Nous avons formulé ces propositions avec soin pour éviter d’être simplement un catalogue à la Prévert. Nous avons présenté ce manifeste à nos ministres lors du congrès des maires. À présent, la suite de notre action se traduit par une proposition de loi initiée par Patrick Kanner, ancien président de l’UNCCAS, visant à établir une agence nationale indépendante d’évaluation des politiques publiques votées depuis des décennies pour les territoires ultramarins, car nous avons rapidement compris, dans notre travail des quatre dernières années, que toutes les lois n’ont pas été pleinement appliquées.
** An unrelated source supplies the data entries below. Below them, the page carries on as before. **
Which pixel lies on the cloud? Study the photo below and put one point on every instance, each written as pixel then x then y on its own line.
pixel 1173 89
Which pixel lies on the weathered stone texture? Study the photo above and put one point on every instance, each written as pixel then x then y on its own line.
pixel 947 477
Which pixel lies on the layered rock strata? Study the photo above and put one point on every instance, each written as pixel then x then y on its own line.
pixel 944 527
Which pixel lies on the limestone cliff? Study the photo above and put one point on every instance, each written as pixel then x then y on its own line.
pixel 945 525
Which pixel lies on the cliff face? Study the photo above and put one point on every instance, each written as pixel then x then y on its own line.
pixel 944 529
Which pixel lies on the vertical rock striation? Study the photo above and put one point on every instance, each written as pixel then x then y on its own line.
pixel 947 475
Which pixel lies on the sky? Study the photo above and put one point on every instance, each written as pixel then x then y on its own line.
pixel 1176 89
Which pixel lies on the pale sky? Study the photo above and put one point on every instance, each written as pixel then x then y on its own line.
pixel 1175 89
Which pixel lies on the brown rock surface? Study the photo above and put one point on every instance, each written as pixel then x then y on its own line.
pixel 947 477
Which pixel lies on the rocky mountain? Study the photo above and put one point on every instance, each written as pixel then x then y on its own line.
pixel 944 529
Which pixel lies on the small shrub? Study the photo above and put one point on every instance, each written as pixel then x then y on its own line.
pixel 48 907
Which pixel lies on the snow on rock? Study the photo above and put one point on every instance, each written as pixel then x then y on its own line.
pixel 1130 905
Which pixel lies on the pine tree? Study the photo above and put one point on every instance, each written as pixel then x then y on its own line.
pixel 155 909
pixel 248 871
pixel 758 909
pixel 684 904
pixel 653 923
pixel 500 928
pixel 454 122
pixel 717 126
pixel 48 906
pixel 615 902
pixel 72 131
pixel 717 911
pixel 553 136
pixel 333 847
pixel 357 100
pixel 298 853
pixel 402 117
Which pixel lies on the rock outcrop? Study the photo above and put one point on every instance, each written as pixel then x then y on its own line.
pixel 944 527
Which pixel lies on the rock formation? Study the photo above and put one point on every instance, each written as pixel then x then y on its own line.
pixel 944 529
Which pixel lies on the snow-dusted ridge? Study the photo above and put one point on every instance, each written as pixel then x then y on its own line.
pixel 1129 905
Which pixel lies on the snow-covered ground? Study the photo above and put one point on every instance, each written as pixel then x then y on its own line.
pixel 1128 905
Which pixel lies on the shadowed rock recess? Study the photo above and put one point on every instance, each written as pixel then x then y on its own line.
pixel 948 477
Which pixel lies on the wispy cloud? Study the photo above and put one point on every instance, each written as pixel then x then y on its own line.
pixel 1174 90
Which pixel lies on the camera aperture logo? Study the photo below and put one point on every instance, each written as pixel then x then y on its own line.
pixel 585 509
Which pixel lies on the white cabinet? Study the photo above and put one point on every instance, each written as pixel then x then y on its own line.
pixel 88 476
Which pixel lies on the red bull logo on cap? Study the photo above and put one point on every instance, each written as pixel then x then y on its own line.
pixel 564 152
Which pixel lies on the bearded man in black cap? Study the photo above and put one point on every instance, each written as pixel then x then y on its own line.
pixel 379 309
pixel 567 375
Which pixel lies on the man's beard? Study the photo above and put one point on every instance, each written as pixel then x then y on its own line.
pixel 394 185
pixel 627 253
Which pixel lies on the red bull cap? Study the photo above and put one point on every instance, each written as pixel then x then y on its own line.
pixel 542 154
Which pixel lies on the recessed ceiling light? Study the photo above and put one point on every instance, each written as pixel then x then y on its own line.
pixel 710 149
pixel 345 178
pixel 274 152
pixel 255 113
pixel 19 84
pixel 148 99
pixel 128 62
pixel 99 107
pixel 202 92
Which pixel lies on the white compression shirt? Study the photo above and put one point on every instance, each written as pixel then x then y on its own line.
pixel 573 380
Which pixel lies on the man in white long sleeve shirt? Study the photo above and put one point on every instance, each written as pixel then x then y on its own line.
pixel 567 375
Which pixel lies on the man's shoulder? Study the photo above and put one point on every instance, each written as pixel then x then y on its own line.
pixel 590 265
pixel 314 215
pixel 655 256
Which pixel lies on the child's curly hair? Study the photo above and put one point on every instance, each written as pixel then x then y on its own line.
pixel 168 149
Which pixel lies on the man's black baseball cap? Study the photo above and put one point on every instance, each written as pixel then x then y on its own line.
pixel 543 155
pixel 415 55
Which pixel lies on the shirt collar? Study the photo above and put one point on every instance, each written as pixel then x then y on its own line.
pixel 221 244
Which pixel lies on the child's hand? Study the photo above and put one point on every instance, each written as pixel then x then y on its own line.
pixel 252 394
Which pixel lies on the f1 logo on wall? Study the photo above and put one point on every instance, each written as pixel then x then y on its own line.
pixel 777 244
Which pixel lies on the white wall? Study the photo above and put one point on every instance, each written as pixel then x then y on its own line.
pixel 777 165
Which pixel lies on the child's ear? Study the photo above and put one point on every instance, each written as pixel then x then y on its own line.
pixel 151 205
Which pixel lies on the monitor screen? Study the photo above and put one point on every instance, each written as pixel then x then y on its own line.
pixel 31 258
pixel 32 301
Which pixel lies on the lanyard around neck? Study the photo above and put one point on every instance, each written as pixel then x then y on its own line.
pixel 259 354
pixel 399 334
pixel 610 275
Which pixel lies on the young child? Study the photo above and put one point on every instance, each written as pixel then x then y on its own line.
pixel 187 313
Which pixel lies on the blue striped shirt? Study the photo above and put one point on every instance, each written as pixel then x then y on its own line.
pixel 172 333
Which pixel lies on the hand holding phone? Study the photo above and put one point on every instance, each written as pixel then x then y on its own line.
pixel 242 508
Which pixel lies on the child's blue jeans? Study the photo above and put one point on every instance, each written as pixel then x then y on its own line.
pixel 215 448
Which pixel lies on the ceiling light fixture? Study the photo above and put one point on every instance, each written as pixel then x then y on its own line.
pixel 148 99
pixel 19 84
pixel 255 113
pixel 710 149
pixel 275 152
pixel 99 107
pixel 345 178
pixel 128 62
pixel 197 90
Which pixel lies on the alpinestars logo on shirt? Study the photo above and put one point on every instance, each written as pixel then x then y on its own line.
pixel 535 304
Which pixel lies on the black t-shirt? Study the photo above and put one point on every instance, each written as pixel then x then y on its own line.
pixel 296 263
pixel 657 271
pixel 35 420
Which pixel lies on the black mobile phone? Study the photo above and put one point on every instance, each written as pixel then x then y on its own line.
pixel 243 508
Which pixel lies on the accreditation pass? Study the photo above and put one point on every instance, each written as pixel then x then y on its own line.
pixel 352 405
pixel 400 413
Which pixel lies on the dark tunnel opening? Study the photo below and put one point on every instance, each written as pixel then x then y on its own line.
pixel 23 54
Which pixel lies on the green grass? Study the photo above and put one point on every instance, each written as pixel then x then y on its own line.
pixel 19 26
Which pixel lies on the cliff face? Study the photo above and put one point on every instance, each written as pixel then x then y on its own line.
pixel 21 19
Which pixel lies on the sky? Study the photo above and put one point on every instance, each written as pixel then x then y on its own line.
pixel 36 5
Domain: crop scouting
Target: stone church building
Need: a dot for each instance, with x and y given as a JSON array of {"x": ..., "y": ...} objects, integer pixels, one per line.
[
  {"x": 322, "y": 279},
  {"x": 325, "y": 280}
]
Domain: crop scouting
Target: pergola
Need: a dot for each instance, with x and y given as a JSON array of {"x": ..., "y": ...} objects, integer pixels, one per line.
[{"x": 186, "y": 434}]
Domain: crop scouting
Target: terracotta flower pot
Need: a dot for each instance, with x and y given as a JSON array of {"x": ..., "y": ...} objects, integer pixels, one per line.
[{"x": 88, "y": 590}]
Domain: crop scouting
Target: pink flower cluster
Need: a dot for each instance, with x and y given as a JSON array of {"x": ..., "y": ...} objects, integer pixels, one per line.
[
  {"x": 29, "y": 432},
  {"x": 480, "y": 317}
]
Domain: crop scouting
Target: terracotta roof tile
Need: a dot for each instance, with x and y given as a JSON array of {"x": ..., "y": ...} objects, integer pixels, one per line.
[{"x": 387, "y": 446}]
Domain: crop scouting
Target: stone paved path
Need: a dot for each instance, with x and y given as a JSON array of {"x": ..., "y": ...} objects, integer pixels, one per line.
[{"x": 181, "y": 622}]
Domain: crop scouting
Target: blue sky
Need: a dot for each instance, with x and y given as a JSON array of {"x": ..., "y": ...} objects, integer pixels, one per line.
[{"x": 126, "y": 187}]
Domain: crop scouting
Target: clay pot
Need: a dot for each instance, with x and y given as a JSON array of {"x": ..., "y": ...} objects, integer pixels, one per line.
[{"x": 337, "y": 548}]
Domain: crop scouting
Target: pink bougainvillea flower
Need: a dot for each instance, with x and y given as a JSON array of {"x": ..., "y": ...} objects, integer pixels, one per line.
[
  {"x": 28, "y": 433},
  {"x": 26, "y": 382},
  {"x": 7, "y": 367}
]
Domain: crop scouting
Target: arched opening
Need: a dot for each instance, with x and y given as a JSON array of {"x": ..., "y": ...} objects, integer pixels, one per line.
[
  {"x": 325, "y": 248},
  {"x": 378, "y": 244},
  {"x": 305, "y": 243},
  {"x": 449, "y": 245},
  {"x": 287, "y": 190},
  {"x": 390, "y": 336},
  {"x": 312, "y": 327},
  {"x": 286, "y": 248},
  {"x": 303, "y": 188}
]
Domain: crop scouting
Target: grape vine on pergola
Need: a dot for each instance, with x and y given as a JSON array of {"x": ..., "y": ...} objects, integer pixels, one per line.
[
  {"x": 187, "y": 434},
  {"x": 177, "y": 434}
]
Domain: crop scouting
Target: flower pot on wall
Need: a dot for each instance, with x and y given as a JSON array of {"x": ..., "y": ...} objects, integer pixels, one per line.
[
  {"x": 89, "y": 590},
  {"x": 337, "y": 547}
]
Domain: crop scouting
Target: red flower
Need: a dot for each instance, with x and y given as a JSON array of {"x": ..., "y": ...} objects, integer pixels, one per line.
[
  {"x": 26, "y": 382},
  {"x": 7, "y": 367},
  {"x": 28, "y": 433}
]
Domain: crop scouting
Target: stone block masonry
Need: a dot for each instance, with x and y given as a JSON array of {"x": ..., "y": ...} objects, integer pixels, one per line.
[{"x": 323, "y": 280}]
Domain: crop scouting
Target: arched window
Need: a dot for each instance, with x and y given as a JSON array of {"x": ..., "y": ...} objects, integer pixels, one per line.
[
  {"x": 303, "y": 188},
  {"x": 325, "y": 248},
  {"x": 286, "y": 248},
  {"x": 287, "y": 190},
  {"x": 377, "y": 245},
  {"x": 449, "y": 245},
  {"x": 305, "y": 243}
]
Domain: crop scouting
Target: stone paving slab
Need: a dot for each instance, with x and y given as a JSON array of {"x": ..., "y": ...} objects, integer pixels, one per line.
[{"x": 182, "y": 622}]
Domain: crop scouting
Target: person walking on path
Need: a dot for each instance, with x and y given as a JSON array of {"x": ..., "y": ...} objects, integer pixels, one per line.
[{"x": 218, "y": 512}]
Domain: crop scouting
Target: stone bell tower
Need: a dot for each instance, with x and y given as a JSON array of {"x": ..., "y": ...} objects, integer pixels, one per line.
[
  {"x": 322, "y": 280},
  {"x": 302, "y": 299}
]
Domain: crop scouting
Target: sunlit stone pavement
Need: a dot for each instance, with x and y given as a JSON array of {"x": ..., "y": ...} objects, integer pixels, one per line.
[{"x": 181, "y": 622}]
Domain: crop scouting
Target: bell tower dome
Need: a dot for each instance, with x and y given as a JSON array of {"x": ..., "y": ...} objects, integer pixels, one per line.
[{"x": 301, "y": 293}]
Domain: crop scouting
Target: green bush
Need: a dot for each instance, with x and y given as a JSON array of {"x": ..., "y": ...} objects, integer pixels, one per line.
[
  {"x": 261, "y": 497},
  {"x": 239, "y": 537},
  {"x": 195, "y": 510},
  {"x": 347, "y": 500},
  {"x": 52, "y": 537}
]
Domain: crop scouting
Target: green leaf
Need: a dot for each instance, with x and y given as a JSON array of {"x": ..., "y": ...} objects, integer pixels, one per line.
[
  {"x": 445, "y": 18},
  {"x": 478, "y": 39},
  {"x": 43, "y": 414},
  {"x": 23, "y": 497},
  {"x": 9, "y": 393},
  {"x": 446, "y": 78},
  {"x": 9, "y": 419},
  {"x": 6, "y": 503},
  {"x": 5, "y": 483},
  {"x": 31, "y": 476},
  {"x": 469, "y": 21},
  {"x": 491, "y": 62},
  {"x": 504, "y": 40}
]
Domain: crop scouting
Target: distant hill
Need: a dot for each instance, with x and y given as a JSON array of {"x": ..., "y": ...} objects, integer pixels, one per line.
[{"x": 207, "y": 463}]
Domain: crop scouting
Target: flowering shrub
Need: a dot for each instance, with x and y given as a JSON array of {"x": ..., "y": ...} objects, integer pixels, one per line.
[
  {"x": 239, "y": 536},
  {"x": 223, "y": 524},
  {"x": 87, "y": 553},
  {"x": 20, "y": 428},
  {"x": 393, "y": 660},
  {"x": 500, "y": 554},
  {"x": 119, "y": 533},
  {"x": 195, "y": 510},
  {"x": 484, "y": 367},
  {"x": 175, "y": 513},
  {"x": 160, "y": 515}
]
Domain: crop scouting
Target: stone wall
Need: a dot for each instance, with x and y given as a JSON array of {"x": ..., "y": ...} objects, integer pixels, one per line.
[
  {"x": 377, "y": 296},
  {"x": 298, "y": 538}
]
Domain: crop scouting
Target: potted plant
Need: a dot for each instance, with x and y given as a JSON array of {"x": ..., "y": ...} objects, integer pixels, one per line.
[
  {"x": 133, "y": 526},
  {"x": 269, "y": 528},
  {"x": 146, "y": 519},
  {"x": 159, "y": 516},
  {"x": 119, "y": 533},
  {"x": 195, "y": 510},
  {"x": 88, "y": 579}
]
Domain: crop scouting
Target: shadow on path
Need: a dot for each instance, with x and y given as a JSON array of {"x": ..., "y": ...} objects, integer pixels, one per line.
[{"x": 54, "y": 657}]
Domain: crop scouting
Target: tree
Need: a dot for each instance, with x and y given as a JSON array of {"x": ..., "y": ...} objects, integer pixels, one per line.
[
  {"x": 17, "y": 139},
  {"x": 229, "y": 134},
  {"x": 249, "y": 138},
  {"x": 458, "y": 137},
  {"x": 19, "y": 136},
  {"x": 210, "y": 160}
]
Les coupes dans les dix milliards d’euros destinés aux ultramarins, promulguées par décret, en sont un exemple flagrant.

Lors de ma rencontre avec Eric Woerth dans le cadre de sa mission sur la décentralisation, j’ai été interpellé par l’absence de considération des territoires ultramarins dans sa feuille de route, ce qui m’inquiète profondément. Pendant ces trois jours et aujourd’hui lors de la rencontre avec les adhérents ultramarins, nous continuerons à exercer un lobbying politique auprès du gouvernement et du parlement. En tant qu’association de maires, la deuxième plus ancienne après l’AMF, nous célébrerons notre centenaire dans deux ans, en 2026. Nous progressons, nous travaillons et nous continuons à formuler des propositions politiques.

Nombreuses sont les associations en Outre-mer engagées dans la lutte contre la pauvreté. Cependant, certaines éprouvent des difficultés à prospérer. Comment pourrions-nous les soutenir dans leurs missions selon vous ?

Je suis convaincu que la première étape consiste à fédérer les associations par le biais des centres communaux d’action sociale ou de l’UNCCAS, afin de créer un écosystème commun permettant d’identifier les personnes nécessitant une assistance collective. Nous avons pu observer cette dynamique lors des confinements liés à la Covid-19.

Cependant, malgré ces efforts, des signaux d’alarme comme celui des Restos du cœur l’année dernière, annonçant qu’ils étaient proches de la cessation d’activité, témoignent d’une précarité croissante. Cette situation est d’autant plus inquiétante lorsque l’on constate que même les classes populaires sont touchées par ce phénomène, comme l’a souligné Catherine Vautrin dans sa saisine sur cette question.

Il me semble qu’il y a un manque de prise de conscience de la part du gouvernement et du président de la République concernant ces enjeux. Les élus des territoires ultramarins expriment leur lassitude face aux politiques de rattrapage et aux appels à projets récurrents, soulignant qu’il est essentiel d’accompagner les associations qui œuvrent au quotidien pour aider nos compatriotes ultramarins. Je sais, à travers mes déplacements à travers la France, que les présidents de CCS, qui sont également des maires, s’engagent dans cette démarche.

Beaucoup de Français d’Hexagone ne se sentent pas concernés par les problèmes de l’Outre-mer. Est-il possible d’arriver à leur faire comprendre un jour que sans les Outre-mer, la France n’est pas la France ?

Il est indéniable que les territoires ultramarins ne se résument pas à des destinations touristiques, bien que l’industrie du tourisme soit importante. Il est essentiel de dépasser les clichés et de reconnaître la diversité et la complexité de ces territoires transmarins.

Le constat selon lequel 7 Français sur 10 ne se sentent pas concernés par les territoires ultramarins, tel qu’indiqué dans notre premier baromètre dévoilé à Bourges l’année dernière, révèle un problème de traitement par le gouvernement et l’État. En effet, depuis des décennies, la question des territoires ultramarins est traitée de manière isolée, comme je l’ai mentionné précédemment avec l’exemple d’Eric Woerth ne considérant pas cette question dans sa mission.

Il est nécessaire de penser de manière globale et de reconnaître que l’hexagone et les territoires ultramarins constituent un seul et même territoire national. Tant que cette vision n’est pas intégrée, nous continuerons à rencontrer des difficultés et la pauvreté continuera à s’installer.